At first glance, A Quick Dictionary of Love is a slow-paced melodrama that reflects on the big age difference. He is a teenager, she is an adult woman, but the characters hardly reflect on the numbers in the passport. Only once Anna will exclaim that he has found his own age, and Adrian, in turn, will give arguments that maturity is not calculated by the number of years lived. But Nicolette Krebitz’s film is not a new version of Fear Eats the Soul, although the director was obviously influenced by the handwriting of Rainer Werner Fassbinder. The central link in the picture is not so much the union of two completely different bystanders as the figure of Anna – a completely lonely woman, a forgotten actress, an unfortunate widow.
It would be an understatement to say that the heroine is going through a difficult period of her life. And although Krebitz doesn’t say it directly, melancholy and notes of depression are scattered throughout the plot. Journalists are not averse to hinting to Anna about her age – patriarchal attitudes are pressing day by day, and the cult of youth leaves a talented star out of work. Meryl Streep once said that as soon as she crossed the forty-year milestone, offers to play old witches rained down on her. The extent to which ageism and sexism go hand in hand is best demonstrated by the cinema: young talents are always in fashion, while middle-aged women gradually fade into the background and are content with secondary roles (of course, there are always happy exceptions!).
Anna is one of the victims of social prejudice, who was too quickly dismissed. Adrian becomes a lifeline, helping to make the long-awaited leap to freedom. More than once while watching, the question arises: does the young thief really exist or is it all a figment of the imagination of a bored lady? Perhaps it is no coincidence that the heroine’s neighbor notices that she came up with a fatal meeting with the theft, and Anna’s voice-over leads the viewer through a tangled story of (im)possible love. However, it is not so important whether Adrian is real: he can be a metaphor for liberation from stereotypes, an escape from unpleasant reality, true love, and all at the same time. Any interpretation fits into the narrative tone.

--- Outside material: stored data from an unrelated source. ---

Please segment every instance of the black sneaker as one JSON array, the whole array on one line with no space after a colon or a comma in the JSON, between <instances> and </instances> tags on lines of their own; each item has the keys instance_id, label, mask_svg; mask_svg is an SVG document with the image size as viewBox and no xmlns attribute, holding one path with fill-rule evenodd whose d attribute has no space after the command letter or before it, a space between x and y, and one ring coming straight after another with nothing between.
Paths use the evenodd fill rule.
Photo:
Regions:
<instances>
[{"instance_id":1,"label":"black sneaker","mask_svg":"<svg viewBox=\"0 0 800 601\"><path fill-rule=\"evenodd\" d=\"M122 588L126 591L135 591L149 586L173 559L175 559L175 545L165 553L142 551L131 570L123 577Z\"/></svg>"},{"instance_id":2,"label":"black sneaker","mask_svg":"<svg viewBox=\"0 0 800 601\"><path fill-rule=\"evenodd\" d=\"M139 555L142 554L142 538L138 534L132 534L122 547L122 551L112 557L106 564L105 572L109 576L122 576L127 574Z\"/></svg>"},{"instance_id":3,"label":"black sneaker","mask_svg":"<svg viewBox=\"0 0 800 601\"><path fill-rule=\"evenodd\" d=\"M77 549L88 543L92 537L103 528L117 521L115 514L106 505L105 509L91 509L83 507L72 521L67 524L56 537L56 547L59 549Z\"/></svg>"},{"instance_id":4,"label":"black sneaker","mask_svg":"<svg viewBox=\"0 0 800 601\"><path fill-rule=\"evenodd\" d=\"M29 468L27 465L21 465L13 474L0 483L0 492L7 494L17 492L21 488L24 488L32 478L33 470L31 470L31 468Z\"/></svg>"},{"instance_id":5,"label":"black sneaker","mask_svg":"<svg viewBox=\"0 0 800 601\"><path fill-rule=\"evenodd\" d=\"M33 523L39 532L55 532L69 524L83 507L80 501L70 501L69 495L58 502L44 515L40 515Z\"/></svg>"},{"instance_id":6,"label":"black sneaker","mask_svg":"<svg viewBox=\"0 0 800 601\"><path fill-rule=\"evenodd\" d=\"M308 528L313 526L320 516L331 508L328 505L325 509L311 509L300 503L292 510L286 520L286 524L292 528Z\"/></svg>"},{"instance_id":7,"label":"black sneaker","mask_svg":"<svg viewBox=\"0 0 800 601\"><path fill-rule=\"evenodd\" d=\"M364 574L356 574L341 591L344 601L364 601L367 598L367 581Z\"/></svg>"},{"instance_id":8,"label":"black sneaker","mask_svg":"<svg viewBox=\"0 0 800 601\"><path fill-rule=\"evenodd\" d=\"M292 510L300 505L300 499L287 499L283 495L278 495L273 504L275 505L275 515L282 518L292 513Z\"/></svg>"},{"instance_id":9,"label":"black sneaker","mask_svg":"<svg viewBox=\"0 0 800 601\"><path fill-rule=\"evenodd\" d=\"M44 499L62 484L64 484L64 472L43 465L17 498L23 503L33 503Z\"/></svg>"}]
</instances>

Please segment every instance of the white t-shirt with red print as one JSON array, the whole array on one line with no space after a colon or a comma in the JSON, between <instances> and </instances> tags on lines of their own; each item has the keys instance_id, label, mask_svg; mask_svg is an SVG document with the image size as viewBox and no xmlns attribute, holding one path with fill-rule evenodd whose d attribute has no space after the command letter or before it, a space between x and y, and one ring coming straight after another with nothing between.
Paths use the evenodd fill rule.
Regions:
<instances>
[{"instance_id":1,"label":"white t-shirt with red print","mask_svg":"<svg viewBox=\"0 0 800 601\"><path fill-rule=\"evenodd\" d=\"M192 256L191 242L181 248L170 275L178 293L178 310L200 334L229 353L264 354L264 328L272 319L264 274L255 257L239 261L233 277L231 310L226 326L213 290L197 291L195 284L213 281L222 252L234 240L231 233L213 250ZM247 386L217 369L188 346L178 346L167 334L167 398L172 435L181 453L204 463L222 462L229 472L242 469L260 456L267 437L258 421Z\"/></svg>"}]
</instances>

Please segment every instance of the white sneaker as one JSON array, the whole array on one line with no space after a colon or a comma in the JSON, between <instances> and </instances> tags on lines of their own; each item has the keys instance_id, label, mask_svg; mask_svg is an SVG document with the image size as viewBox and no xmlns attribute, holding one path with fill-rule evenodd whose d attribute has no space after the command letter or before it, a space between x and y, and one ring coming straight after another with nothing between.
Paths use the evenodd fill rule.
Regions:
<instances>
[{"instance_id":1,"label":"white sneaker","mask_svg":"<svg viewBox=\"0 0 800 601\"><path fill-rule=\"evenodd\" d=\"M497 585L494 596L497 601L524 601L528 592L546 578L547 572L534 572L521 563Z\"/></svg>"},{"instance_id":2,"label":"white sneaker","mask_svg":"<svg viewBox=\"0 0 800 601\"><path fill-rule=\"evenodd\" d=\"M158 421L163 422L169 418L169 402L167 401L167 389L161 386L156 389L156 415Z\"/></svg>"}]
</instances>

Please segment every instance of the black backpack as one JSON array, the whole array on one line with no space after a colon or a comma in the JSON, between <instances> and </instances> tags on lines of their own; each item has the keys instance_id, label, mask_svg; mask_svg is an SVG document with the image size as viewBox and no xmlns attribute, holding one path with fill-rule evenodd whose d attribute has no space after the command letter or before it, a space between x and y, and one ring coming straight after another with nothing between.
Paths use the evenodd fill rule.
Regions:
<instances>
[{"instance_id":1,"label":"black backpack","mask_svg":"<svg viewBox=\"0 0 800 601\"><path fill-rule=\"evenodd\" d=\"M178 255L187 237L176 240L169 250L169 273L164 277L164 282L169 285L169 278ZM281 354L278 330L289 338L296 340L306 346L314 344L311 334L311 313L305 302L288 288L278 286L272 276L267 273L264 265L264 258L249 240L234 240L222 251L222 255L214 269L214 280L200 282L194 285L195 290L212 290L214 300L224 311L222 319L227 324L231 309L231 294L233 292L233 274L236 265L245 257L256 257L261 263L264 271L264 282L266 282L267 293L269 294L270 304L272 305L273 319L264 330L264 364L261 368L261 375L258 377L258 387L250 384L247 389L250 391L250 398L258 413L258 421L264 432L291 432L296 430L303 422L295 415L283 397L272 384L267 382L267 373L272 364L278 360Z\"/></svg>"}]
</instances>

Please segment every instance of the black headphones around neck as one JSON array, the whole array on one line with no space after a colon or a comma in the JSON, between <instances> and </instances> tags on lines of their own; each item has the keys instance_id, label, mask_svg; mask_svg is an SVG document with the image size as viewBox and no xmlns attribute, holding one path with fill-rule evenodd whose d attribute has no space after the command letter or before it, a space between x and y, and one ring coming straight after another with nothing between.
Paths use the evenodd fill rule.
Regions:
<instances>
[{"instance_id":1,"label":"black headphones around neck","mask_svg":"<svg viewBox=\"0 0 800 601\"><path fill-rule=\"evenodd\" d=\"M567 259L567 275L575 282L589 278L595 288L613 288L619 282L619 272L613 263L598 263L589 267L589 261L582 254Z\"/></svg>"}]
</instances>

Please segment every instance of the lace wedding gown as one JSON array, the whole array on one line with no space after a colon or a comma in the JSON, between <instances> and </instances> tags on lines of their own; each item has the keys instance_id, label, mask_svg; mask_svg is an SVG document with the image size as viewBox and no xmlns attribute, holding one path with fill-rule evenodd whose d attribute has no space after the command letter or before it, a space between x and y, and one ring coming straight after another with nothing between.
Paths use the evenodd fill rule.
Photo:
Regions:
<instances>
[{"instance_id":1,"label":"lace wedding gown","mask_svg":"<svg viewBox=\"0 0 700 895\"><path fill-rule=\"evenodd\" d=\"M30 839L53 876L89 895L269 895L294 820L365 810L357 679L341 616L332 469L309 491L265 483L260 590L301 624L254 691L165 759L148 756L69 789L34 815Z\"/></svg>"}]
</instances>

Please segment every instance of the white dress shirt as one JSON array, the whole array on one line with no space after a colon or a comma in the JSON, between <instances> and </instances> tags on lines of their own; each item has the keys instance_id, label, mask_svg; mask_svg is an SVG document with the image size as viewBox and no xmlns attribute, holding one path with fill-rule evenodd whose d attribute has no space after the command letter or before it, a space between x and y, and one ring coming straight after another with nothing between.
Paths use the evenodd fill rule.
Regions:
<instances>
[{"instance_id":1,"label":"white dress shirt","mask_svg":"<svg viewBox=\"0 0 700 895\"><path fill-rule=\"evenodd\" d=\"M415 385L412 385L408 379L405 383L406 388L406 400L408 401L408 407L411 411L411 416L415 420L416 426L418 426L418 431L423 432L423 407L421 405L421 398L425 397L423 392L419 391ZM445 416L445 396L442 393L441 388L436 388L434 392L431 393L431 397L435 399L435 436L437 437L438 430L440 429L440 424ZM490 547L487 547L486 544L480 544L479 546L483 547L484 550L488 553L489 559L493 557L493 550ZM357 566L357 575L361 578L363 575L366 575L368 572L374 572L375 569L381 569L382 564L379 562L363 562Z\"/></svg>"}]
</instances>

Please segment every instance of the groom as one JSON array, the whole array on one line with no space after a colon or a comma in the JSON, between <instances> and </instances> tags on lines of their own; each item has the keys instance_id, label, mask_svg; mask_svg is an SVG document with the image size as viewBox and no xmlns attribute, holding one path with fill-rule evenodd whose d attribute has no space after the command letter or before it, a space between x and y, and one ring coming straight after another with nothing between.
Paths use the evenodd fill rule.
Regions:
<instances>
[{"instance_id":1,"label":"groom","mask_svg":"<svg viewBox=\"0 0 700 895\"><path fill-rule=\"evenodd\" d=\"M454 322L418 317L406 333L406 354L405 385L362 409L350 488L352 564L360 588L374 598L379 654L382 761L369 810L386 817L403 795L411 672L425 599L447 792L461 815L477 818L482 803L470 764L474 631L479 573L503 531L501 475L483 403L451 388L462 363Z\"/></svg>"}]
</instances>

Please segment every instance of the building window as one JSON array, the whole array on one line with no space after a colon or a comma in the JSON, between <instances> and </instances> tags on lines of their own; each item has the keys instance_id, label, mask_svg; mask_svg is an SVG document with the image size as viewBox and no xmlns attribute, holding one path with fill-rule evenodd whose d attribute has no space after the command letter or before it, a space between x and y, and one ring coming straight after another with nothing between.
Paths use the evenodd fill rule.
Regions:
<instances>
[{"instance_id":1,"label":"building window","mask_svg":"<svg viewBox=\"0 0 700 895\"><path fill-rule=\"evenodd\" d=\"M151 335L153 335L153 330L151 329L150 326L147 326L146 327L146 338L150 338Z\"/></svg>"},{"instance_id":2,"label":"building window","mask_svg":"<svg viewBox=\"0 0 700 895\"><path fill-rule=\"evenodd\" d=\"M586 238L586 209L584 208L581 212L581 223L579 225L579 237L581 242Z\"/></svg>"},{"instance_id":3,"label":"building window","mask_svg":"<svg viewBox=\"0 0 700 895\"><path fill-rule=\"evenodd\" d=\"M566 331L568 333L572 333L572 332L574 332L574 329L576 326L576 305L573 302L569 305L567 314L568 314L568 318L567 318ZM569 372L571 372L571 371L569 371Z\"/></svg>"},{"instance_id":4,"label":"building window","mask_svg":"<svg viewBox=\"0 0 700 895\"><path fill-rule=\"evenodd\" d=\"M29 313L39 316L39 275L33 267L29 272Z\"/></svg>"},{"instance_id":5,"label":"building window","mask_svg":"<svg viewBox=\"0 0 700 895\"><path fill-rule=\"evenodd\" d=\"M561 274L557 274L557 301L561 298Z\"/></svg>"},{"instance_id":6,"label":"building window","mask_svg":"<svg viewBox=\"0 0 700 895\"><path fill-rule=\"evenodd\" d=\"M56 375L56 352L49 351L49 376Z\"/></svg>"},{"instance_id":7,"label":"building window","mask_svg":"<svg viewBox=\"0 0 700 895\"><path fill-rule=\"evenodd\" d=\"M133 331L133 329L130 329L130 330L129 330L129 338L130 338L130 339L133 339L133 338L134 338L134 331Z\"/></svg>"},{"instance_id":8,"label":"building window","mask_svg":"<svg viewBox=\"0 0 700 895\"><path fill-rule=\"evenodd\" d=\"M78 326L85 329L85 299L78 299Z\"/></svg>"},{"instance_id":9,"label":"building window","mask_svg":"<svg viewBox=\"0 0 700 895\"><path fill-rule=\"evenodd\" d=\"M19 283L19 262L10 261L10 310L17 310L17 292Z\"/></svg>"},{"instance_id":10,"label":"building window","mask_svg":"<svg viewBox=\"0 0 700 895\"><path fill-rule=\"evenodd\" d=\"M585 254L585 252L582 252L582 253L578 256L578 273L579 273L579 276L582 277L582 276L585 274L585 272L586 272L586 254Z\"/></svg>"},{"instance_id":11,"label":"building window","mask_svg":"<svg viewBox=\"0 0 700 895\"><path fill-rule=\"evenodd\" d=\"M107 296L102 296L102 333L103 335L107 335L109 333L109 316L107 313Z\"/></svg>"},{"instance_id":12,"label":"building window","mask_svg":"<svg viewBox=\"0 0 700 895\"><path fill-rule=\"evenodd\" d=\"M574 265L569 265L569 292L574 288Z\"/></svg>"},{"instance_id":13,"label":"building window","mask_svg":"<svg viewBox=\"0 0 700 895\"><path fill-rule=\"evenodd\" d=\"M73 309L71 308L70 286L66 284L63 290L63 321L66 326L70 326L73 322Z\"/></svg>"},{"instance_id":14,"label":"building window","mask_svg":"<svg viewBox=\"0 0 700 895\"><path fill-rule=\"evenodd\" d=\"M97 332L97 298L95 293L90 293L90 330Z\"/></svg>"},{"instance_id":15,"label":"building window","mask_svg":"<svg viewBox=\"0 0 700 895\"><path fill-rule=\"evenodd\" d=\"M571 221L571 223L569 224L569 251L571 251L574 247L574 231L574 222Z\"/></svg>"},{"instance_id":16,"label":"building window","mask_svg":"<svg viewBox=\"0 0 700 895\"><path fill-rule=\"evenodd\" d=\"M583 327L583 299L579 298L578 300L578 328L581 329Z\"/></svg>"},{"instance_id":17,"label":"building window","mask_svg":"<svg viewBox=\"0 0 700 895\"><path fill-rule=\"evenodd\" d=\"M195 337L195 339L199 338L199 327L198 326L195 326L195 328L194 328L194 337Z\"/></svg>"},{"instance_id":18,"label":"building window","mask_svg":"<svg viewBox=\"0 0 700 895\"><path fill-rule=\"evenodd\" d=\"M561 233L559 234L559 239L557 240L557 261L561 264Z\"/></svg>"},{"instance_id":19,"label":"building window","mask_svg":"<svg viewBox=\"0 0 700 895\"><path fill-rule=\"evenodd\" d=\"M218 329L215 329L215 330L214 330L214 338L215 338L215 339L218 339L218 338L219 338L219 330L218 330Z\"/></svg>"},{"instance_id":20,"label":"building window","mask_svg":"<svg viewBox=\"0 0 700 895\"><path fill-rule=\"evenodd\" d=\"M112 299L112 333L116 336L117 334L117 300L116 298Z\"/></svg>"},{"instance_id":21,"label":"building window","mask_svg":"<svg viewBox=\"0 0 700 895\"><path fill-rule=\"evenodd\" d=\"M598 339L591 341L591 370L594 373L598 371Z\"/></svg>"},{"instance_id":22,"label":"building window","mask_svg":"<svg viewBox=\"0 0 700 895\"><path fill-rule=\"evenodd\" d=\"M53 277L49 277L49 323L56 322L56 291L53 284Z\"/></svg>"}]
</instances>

Whether an escapist journey or a sketch of a novel that challenges everything and everything, A Quick Dictionary of Love is a movie that needs to find the right mood. Its theatricality, protractedness (this is not about timing, but about the impossibility of luring the viewer) and a certain artificiality of what is happening are repulsive. But if you are ready for a slightly soporific viewing and are tired of banal love stories, then the news from the Berlinale may pleasantly surprise you.